Conference Board: U.S. Economy Will Benefit from Higher Bond Yields, Wage Increases, Rise in Short-Term Interest Rates

The Conference Board says that after a very long wait, long-term Treasury bond yields have begun to reflect a better outlook for the U.S. economy and the prospect that the next move in the federal funds rate will be up.

The forecast also shows a rise in short-term interest rates by 50 basis points in the second half of this year.

Manufacturing production is rising at about a 2% annual rate. Nondefense capital goods orders, a key investment indicator, have risen 20% in real terms since January. Much of the rest of the gain is in machinery orders. Although the pickup in orders is fairly broad-based, high-tech orders are somewhat lagging. High-tech orders, which should recover in the second quarter, are so closely related to the overall level of investment that it would be surprising if this sector didn't begin to rebound soon as well.

"The picture is a little less encouraging on the housing front," says Gail Fosler, executive vice president and chief economist of The Conference Board. Her analysis appears in StraightTalk, a newsletter designed exclusively for members of The Conference Board's global business network. "But progress is underway. Demand is slowly coming back to the market. Mortgage applications are up about 17% since the low point last August. And the drop in housing starts has been so sudden and dramatic that it has taken inventories down to close to historic averages-though still far above the levels common during the past 10 years."

But housing is a sector in which long-term forces are shaping the outlook as well as short-term cyclical events. The housing market has enjoyed a decade of strong (booming since 2000) conditions. The strength in housing received not inconsequential help from a long-term trend to lower mortgage rates, which have helped to offset higher housing prices to a great degree.

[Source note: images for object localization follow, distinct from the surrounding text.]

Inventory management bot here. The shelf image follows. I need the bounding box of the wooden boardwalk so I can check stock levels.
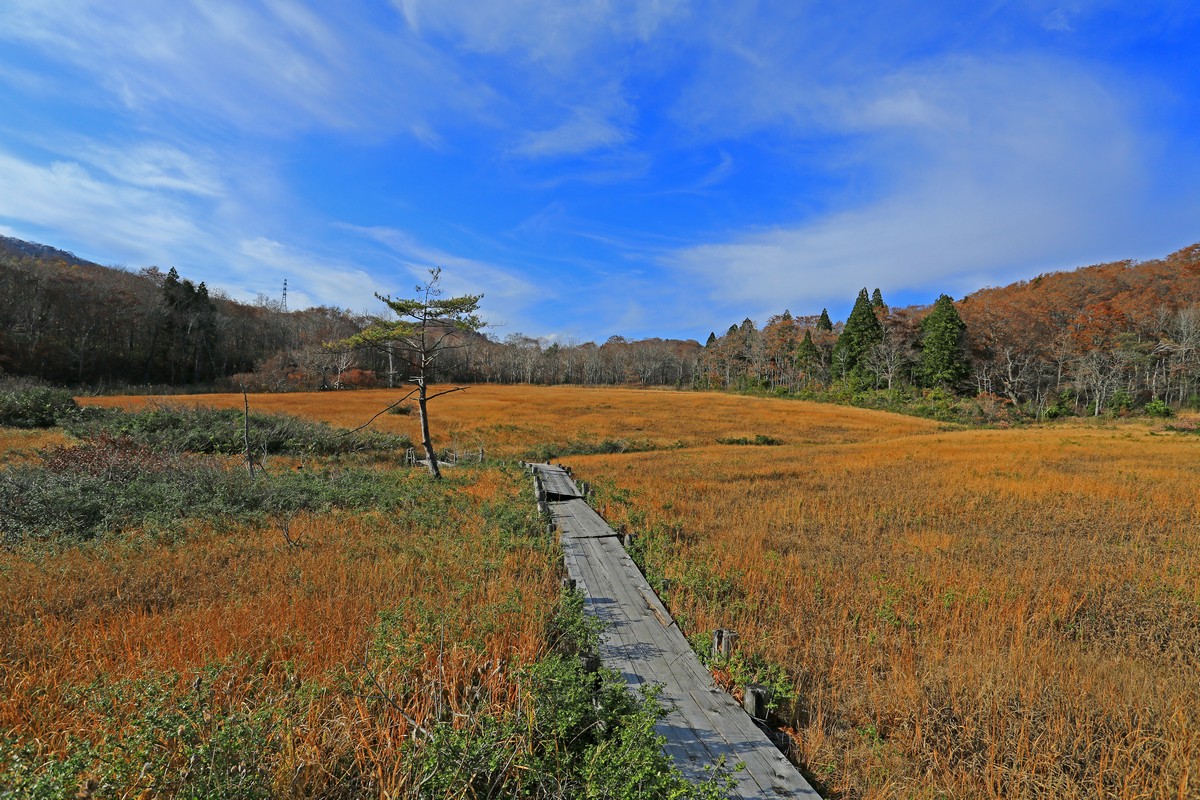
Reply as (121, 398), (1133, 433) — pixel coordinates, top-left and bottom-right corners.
(532, 464), (820, 799)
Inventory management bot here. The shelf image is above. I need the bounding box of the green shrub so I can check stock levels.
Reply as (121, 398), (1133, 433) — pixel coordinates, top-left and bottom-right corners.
(524, 438), (682, 463)
(0, 378), (79, 428)
(0, 438), (442, 546)
(716, 433), (784, 446)
(1142, 398), (1175, 417)
(62, 404), (412, 456)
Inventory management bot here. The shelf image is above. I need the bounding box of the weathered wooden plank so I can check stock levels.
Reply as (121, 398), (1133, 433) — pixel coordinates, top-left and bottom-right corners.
(533, 464), (583, 500)
(535, 465), (818, 799)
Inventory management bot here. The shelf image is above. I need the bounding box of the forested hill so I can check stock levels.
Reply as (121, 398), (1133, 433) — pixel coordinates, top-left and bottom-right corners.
(0, 230), (1200, 414)
(0, 237), (701, 391)
(704, 245), (1200, 415)
(0, 235), (103, 269)
(0, 237), (362, 385)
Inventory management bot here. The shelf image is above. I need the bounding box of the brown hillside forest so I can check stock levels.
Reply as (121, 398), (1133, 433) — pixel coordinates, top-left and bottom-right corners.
(7, 232), (1200, 421)
(0, 385), (1200, 800)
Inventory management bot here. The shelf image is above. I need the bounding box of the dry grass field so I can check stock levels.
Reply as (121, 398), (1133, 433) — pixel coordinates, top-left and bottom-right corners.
(11, 386), (1200, 799)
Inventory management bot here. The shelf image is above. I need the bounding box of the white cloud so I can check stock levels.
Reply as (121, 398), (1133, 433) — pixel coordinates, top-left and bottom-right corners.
(0, 0), (490, 140)
(514, 108), (631, 158)
(235, 236), (378, 308)
(395, 0), (689, 65)
(664, 60), (1146, 312)
(341, 225), (544, 324)
(0, 150), (207, 260)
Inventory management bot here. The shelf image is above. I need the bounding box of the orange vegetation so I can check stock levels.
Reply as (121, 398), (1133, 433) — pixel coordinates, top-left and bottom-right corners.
(0, 443), (558, 796)
(46, 386), (1200, 798)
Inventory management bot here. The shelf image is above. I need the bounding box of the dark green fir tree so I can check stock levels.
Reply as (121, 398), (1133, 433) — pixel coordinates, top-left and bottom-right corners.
(920, 295), (970, 389)
(833, 287), (883, 378)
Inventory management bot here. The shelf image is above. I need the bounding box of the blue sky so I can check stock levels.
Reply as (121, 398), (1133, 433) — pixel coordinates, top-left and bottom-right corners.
(0, 0), (1200, 341)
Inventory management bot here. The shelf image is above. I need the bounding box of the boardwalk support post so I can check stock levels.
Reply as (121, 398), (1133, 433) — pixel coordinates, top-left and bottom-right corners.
(713, 627), (738, 661)
(742, 684), (770, 721)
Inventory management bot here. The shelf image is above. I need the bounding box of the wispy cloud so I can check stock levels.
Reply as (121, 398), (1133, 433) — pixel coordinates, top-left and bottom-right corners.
(0, 0), (488, 140)
(0, 150), (208, 261)
(665, 52), (1148, 312)
(340, 224), (544, 324)
(512, 108), (631, 158)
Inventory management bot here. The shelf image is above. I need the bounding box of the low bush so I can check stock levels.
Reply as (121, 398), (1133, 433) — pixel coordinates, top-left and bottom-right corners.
(0, 378), (79, 428)
(0, 437), (429, 546)
(716, 433), (784, 446)
(524, 438), (682, 462)
(62, 404), (412, 456)
(1142, 398), (1175, 417)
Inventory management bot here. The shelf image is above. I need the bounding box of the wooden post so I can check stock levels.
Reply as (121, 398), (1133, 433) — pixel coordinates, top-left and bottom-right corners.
(713, 627), (738, 660)
(742, 684), (770, 720)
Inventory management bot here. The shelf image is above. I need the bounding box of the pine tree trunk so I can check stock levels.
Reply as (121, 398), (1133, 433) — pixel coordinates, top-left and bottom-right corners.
(416, 378), (442, 480)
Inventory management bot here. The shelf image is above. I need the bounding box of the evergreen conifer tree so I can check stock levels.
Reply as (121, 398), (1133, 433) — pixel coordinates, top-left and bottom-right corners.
(796, 331), (821, 371)
(920, 294), (968, 389)
(833, 287), (883, 378)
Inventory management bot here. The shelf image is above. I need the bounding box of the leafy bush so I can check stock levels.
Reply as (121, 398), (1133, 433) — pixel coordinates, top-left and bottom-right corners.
(0, 666), (311, 800)
(1142, 398), (1175, 417)
(0, 378), (79, 428)
(62, 404), (412, 456)
(0, 437), (429, 546)
(524, 438), (682, 462)
(716, 433), (784, 445)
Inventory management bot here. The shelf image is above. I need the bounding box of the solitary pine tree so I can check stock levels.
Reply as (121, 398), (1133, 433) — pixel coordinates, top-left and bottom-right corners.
(833, 287), (883, 378)
(920, 295), (968, 389)
(796, 330), (821, 373)
(335, 269), (487, 479)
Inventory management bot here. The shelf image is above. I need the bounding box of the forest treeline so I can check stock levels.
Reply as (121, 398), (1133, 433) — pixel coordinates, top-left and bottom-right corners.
(0, 231), (1200, 416)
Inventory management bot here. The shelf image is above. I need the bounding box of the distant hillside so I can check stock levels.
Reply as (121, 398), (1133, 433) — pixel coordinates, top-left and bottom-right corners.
(0, 235), (100, 266)
(703, 237), (1200, 416)
(0, 236), (701, 391)
(959, 243), (1200, 344)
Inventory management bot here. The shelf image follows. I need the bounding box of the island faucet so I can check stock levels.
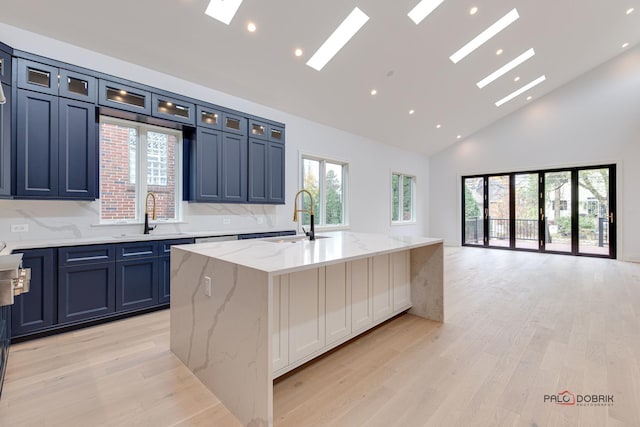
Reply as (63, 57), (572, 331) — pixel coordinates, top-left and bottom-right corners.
(144, 191), (156, 234)
(293, 189), (316, 240)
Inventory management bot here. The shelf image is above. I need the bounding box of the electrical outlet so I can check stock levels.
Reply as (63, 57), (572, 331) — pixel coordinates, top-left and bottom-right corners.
(204, 276), (211, 297)
(11, 224), (29, 233)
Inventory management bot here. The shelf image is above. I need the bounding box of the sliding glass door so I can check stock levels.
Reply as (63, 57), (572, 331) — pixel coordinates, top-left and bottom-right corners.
(462, 165), (616, 258)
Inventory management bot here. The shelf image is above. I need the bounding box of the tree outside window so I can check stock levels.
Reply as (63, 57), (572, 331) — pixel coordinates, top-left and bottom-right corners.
(391, 173), (416, 223)
(299, 156), (347, 227)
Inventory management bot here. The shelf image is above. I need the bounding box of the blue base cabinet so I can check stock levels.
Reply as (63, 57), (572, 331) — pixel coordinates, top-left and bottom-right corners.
(11, 248), (56, 336)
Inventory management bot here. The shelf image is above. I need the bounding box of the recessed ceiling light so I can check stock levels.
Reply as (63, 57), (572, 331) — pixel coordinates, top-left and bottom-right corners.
(307, 7), (369, 71)
(407, 0), (444, 25)
(496, 74), (547, 107)
(476, 49), (536, 89)
(204, 0), (242, 25)
(449, 9), (520, 64)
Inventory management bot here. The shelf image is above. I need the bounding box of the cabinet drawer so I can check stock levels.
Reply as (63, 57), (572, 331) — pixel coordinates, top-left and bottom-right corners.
(158, 239), (193, 256)
(58, 245), (115, 267)
(0, 50), (11, 85)
(116, 240), (158, 261)
(98, 80), (151, 116)
(18, 58), (58, 95)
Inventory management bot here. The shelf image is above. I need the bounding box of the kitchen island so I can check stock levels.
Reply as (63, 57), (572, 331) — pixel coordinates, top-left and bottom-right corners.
(171, 232), (444, 426)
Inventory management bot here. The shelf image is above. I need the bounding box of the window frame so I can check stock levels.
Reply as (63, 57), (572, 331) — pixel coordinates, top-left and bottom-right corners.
(98, 114), (183, 225)
(389, 170), (418, 225)
(294, 152), (351, 231)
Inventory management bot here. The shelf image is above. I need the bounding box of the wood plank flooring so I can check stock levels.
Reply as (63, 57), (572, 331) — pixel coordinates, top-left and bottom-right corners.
(0, 248), (640, 427)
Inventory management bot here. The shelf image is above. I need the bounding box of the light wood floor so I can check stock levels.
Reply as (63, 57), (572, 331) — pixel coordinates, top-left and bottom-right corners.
(0, 248), (640, 427)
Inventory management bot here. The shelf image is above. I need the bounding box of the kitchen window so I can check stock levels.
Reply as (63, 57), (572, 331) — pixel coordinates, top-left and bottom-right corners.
(298, 155), (349, 228)
(391, 173), (416, 224)
(100, 116), (182, 223)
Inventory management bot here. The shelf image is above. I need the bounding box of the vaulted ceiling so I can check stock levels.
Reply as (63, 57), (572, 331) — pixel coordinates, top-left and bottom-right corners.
(0, 0), (640, 154)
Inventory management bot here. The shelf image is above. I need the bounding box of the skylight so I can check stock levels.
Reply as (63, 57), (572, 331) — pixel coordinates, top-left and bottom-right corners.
(449, 9), (520, 64)
(307, 7), (369, 71)
(407, 0), (444, 25)
(496, 74), (547, 107)
(476, 48), (536, 89)
(204, 0), (242, 25)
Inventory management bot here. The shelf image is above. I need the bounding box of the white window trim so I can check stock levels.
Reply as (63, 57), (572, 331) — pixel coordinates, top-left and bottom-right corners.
(389, 170), (418, 226)
(298, 151), (351, 231)
(99, 115), (184, 225)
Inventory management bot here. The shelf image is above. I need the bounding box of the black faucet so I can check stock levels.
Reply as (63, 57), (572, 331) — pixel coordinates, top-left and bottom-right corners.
(293, 189), (316, 240)
(144, 192), (156, 234)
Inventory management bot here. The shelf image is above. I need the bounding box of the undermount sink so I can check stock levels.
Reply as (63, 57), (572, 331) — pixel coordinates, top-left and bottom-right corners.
(264, 235), (331, 243)
(112, 232), (188, 239)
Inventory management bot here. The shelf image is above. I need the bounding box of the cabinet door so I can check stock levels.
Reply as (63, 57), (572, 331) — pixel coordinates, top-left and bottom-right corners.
(58, 98), (98, 199)
(249, 138), (269, 203)
(0, 82), (11, 196)
(371, 255), (393, 320)
(16, 89), (58, 197)
(347, 258), (373, 333)
(58, 262), (116, 323)
(116, 258), (158, 311)
(390, 251), (411, 312)
(325, 263), (351, 345)
(271, 275), (289, 372)
(11, 249), (56, 337)
(267, 142), (285, 204)
(194, 128), (222, 202)
(222, 132), (247, 202)
(289, 268), (325, 364)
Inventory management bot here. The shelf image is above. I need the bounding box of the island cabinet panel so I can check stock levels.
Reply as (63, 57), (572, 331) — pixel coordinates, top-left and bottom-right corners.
(272, 275), (289, 372)
(372, 255), (393, 321)
(325, 263), (351, 345)
(289, 268), (325, 363)
(348, 258), (373, 332)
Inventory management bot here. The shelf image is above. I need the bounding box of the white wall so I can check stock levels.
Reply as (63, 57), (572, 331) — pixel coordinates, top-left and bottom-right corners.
(0, 24), (428, 241)
(429, 47), (640, 261)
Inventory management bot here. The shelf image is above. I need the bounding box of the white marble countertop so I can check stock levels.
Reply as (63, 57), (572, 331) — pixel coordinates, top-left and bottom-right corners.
(0, 230), (292, 255)
(178, 231), (442, 275)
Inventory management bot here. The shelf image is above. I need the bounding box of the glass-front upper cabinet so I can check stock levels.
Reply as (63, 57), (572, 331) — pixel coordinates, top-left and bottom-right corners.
(151, 93), (196, 125)
(18, 58), (58, 95)
(0, 50), (11, 85)
(197, 105), (222, 129)
(98, 79), (151, 116)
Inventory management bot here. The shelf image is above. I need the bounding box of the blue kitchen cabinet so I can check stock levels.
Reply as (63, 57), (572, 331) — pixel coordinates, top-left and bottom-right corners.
(158, 239), (193, 304)
(58, 245), (116, 324)
(16, 89), (98, 200)
(0, 80), (11, 196)
(192, 128), (222, 202)
(116, 241), (159, 312)
(11, 248), (56, 337)
(248, 138), (285, 204)
(222, 132), (247, 202)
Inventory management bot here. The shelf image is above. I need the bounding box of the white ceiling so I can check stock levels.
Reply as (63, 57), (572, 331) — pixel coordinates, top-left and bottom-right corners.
(0, 0), (640, 154)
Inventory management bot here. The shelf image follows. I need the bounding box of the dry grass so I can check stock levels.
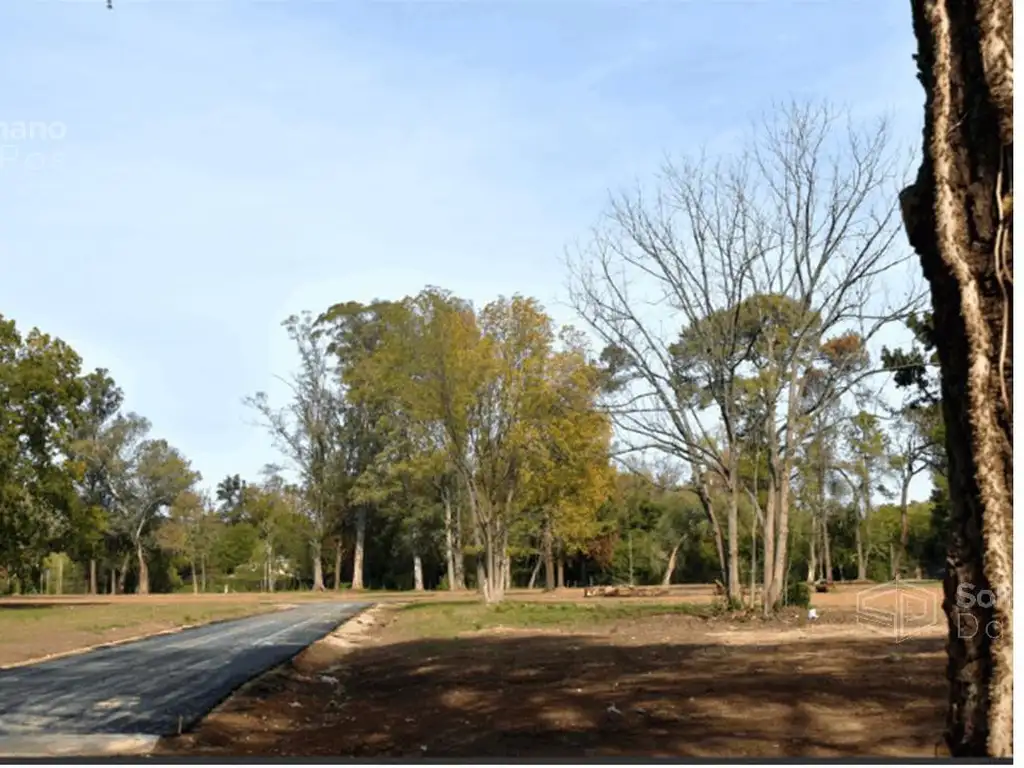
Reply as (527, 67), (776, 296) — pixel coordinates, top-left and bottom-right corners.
(160, 591), (946, 760)
(0, 600), (278, 667)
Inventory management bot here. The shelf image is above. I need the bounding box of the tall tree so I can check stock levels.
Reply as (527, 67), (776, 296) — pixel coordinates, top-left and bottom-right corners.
(900, 0), (1014, 757)
(71, 369), (124, 595)
(110, 434), (202, 595)
(0, 315), (85, 578)
(246, 312), (341, 591)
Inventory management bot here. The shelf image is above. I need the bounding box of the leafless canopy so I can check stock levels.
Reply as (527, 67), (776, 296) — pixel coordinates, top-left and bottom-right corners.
(569, 104), (920, 469)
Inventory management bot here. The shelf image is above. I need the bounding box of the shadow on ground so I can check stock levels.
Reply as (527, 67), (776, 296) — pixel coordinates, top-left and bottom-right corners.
(172, 629), (946, 759)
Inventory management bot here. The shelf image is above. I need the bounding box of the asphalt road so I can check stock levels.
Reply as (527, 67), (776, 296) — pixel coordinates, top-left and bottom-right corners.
(0, 602), (370, 738)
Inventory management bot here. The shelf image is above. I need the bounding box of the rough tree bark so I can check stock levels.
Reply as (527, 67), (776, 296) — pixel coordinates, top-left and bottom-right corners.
(311, 537), (325, 592)
(543, 513), (555, 592)
(334, 535), (344, 592)
(352, 507), (367, 590)
(662, 539), (684, 587)
(413, 554), (423, 592)
(135, 541), (150, 595)
(900, 0), (1013, 757)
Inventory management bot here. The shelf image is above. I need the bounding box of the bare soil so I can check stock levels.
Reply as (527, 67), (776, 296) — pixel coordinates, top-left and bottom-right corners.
(158, 594), (946, 759)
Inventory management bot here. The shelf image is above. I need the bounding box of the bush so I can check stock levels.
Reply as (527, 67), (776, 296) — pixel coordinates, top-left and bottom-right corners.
(785, 580), (811, 608)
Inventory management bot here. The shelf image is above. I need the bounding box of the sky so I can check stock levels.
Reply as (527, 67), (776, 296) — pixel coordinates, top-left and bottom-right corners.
(0, 0), (927, 497)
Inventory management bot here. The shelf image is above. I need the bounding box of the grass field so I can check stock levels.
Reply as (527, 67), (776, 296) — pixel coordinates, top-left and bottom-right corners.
(0, 598), (286, 667)
(0, 583), (941, 667)
(160, 584), (946, 760)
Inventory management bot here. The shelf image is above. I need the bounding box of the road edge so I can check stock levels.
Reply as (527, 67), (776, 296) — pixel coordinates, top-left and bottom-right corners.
(0, 602), (379, 761)
(0, 733), (160, 760)
(0, 603), (298, 672)
(155, 602), (385, 758)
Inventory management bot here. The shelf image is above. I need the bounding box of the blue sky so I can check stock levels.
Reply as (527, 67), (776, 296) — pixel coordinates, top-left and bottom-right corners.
(0, 0), (923, 499)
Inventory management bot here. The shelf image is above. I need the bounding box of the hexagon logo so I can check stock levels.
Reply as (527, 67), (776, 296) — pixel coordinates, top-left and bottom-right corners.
(857, 581), (940, 643)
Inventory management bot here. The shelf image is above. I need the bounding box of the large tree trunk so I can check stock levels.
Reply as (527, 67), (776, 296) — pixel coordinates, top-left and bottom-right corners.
(441, 490), (456, 590)
(334, 536), (345, 592)
(526, 555), (544, 590)
(768, 449), (793, 608)
(135, 541), (150, 595)
(310, 538), (326, 592)
(413, 554), (423, 592)
(662, 539), (683, 587)
(807, 513), (818, 584)
(352, 507), (367, 590)
(696, 481), (729, 585)
(452, 505), (466, 590)
(892, 474), (911, 580)
(821, 510), (833, 584)
(853, 509), (867, 582)
(725, 475), (742, 606)
(116, 553), (131, 595)
(900, 0), (1013, 758)
(543, 513), (555, 591)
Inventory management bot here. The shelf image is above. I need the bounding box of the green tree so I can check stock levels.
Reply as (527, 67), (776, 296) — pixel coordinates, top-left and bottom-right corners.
(0, 315), (86, 581)
(246, 312), (341, 591)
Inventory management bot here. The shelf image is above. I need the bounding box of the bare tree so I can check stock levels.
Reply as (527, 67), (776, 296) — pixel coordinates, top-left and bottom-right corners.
(246, 312), (341, 591)
(569, 104), (918, 609)
(569, 153), (771, 601)
(900, 0), (1014, 758)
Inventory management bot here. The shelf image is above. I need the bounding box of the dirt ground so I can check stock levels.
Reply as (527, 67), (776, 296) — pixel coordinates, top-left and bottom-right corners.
(158, 594), (946, 759)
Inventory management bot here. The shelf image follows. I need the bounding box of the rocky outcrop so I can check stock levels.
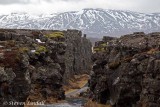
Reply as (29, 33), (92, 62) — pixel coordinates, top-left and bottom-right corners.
(0, 29), (91, 107)
(89, 32), (160, 107)
(64, 30), (92, 81)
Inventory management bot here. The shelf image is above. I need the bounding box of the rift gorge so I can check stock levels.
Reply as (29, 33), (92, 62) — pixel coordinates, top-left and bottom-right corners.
(0, 6), (160, 107)
(0, 29), (160, 107)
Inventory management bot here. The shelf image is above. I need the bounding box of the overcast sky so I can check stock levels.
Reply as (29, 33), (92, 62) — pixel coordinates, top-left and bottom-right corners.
(0, 0), (160, 14)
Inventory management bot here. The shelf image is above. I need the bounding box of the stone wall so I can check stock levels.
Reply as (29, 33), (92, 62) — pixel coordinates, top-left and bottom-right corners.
(89, 32), (160, 107)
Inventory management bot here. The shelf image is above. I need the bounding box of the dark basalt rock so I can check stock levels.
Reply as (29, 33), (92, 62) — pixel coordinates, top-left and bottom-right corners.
(89, 32), (160, 107)
(0, 29), (92, 107)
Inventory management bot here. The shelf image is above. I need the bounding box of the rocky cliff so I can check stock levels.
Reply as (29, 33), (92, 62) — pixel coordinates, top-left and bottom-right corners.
(64, 30), (92, 81)
(0, 29), (91, 107)
(89, 32), (160, 107)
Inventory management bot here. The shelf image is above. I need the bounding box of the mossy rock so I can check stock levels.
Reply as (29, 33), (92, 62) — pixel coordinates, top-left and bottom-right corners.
(19, 47), (29, 53)
(122, 56), (133, 62)
(45, 32), (64, 38)
(93, 47), (106, 52)
(108, 61), (121, 69)
(35, 46), (47, 55)
(100, 43), (107, 47)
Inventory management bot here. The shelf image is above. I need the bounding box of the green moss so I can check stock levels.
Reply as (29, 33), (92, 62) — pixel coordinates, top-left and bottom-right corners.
(57, 42), (65, 44)
(93, 47), (106, 52)
(35, 46), (47, 55)
(19, 47), (29, 53)
(101, 43), (107, 47)
(45, 32), (64, 38)
(108, 61), (121, 69)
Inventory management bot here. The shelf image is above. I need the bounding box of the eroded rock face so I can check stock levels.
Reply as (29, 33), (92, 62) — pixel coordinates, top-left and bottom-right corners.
(64, 30), (92, 82)
(89, 32), (160, 107)
(0, 30), (91, 107)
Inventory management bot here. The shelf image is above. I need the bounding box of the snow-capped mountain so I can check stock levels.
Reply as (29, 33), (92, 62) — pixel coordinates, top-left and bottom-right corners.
(0, 8), (160, 37)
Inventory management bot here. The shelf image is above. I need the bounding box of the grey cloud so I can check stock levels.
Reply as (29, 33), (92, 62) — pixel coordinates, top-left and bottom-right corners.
(0, 0), (30, 5)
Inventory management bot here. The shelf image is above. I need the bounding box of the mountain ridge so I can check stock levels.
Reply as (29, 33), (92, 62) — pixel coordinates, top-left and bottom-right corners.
(0, 8), (160, 37)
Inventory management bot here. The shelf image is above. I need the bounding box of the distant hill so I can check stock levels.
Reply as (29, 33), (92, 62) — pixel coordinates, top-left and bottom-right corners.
(0, 8), (160, 38)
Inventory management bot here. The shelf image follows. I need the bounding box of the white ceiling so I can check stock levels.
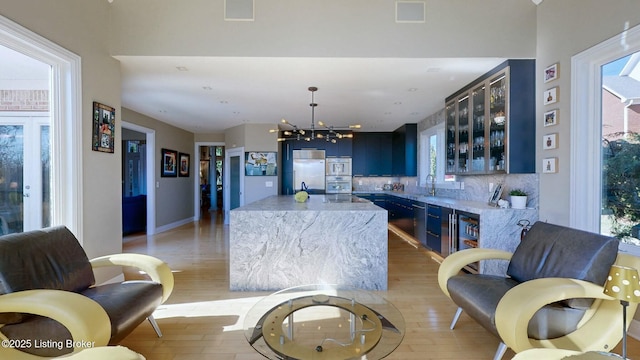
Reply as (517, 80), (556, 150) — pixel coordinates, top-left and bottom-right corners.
(116, 56), (505, 133)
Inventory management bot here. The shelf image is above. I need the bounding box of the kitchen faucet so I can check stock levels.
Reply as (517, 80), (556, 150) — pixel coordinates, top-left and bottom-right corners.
(427, 175), (436, 196)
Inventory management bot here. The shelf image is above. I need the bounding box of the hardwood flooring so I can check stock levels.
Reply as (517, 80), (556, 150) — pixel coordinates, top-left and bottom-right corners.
(121, 213), (640, 360)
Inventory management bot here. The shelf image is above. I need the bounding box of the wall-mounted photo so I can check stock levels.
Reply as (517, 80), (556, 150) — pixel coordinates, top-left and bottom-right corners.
(544, 109), (558, 126)
(92, 101), (116, 153)
(542, 158), (558, 174)
(244, 151), (278, 176)
(160, 149), (178, 177)
(542, 133), (558, 150)
(544, 63), (559, 83)
(178, 153), (191, 177)
(544, 86), (558, 105)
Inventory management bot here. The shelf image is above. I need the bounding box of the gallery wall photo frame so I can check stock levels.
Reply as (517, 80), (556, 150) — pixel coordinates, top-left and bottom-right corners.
(160, 149), (178, 177)
(542, 133), (558, 150)
(178, 153), (191, 177)
(544, 63), (560, 84)
(544, 109), (558, 126)
(244, 151), (278, 176)
(544, 86), (558, 105)
(91, 101), (116, 153)
(542, 157), (558, 174)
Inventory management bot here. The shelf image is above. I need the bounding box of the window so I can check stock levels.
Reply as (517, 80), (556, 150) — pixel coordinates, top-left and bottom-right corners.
(569, 26), (640, 253)
(0, 16), (83, 239)
(420, 123), (448, 186)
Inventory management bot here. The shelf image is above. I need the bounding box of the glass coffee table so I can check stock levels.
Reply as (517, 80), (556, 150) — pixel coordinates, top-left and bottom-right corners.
(244, 285), (405, 360)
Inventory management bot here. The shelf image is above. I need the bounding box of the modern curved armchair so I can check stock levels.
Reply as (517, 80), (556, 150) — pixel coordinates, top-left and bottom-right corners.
(438, 222), (628, 360)
(0, 227), (174, 359)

As a result, the "housing affordability index" has remained high and within a remarkably narrow range of about 120 to 140 since 1993. (An index reading of 100 means that a family earning the median income has enough money to qualify for a mortgage on a median-priced home assuming a down payment of 20%). Beginning in 2004, housing affordability began to plummet as both mortgage rates and house prices rose. The current reading is about 110, which given the definition of the index would not seem to be that low. But the reading is one of the lowest since 1990.

"This weakness in the U.S. housing market is not just a cyclical phenomenon but a response to some very important long-term trends," says Fosler. "Home prices outpaced average incomes, so there would be a downward bias in any event. As mortgage rates rise, the downward pressure on prices will persist. A surge in wages could solve this problem, but rapid
increases in wages would create other problems like inflation that the Federal Reserve would have to address with higher interest rates. While housing is not likely to be a drag on the U.S. economy in the second half of 2007 and 2008, it is also unlikely to make much of a positive
contribution for the foreseeable future."

Consumer spending has certainly been buffeted by slower housing prices and higher gasoline prices. The stabilizing force has been the tight labor market and rising wages. Earnings have slowed, but as in the last cycle, wages will begin to pick up again as growth accelerates and the unemployment rate remains low. Real wage and salary income has been growing at a 2% to 4% annual rate -- with ups and downs due largely to the ebb and flow of gasoline prices. The inflation-adjusted growth of consumer spending has remained generally in the 3% to 4% range since 2003. But retail activity has been hard hit by the housing slowdown. These trends explain why the retail sector and particularly the home-improvement retailers have been under so much pressure.